On Intelligence

06 Jul 2012

I want to make my computer intelligent.

Obviously this is kinda difficult, so I’m going to start by writing a program of limited intelligence.

Intelligence is very hard to define. The Wikipedia article is essentially a big list of different characteristics or attributes of intelligence. There isn’t a single, fundamental definition that encapsulates and describes everything that an “intelligent” system can do that sets it apart from one without intelligence (say, a computer). Is Google intelligent?

Intelligence as pattern-matching

Recently I found an interesting definition of intelligence by Ben Goertzel, designer of the OpenCog project:

He defines intelligence as the ability to detect patterns in the world and in the agent itself.

This would make intelligence simply pattern-matching. This fits with my idea of intelligence as extrapolation — an intelligent system spots patterns in the environment and can extrapolate from those patterns. It can learn rules and apply them to new situations.

Intelligence as prediction

The following is from a review of Jeff Hawkins’ book On Intelligence (which I really must read sometime). He discusses the differences between artificial and human intelligence, and the structure of the brain.

…predictions are made -without us being aware of it- about what will happen next. The incoming patterns are compared to and combined with the patterns provided by memory resulting in your perception of a situation. So, what you perceive is not only based on what your eyes, ears, etc tell you. In fact, these senses give you fuzzy and partial information. Only when combined with the activated patterns from your memory, you get a consistent perception.

So the brain is constantly predicting its environment, and this plays a role in perception. You don’t notice or actively perceive things that stay as expected. (Note that matching the predictions isn’t the same as not changing.)

According to his book, the brain (or more specifically the “neocortex”) has a hierarchical structure. If what is observed doesn’t match what is predicted, the information is passed to a higher level in the neocortex, “to check if the situation can be understood on a higher level”. The highest levels make predictions about more abstract things. The brain’s structure is said to mirror the nested structure of the real world.

This might explain why computers, with their extreme precision, or approaches to AI that try to model its environment precisely — when we as humans are not seeing and hearing precisely what is happening — are doomed to failure.

It also seems to explain the behaviour of children, for whom everything is novel, and they have not yet learnt to predict their environment accurately — so everything is new and draws their attention.

He extends this further to say that behaviour, eg. the motor system, is controlled by prediction.

Hawkins says that doing something is literally the start of how we do it. Remembering, predicting, perceiving and doing are all very intertwined.

This might give us a clue as how to deal with intention.

Intelligence as compression

In Rationale for a Large Text Compression Benchmark, Matt Mahoney discusses models for compressing large amounts of text (1GB of Wikipedia articles in this case) based on modelling language, and argues that “ideal text compression… would be equivalent to passing the Turing test for artificial intelligence”.

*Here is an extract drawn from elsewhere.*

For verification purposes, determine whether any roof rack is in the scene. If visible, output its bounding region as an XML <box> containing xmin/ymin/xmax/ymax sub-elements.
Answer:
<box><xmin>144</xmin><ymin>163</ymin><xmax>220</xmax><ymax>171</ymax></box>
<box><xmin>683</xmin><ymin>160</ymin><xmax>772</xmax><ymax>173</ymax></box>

Language modelling can be used to predict which word is most likely to occur next. Prediction is equivalent to compression, as better predictions let us use less space to represent the word:

It is well known that text compression can be achieved by predicting the next symbol in the stream of text data based on the history seen up to the current symbol. The better the prediction the more skewed the conditional probability distribution of the next symbol and the shorter the codeword that needs to be assigned to represent this next symbol.


Mahoney also notes:

The optimal behavior of a rational agent is equivalent to compressing its observations. Essentially [Hutter] proved Occam’s Razor, the simplest answer is usually the correct answer.

It certainly seems obvious as a general principle that by finding a general rule — for example a model of language, or a rule for getting the plural of a word from its singular — a system can store just the rule, and possible exceptions, and discard the rest of the data. I assume we don’t remember the plural of every single word; only the general rule.


Past observations can be compressed by finding a general rule to describe them all. This rule can be used to extrapolate to deal with new situations and therefore predict present observations, or even the future. The rules are constantly being refined to ensure the predictions match present observations more accurately.

Simpler rules are more likely to be correct due to Occam’s razor (often used by scientists when developing theories describing nature): “simpler explanations are, other things being equal, generally better than more complex ones”. However, more complex rules should be preferred if they give sufficiently more accurate results, while avoiding overfitting.

Finally, a hierarchical structure is useful to separate low-level from higher-level, more abstract predictions. If lower-level components’ predictions don’t match observations, the information is passed up the structure to higher levels.

This isn’t really a definition, and it’s quite unsatisfactory as one. But it’s interesting!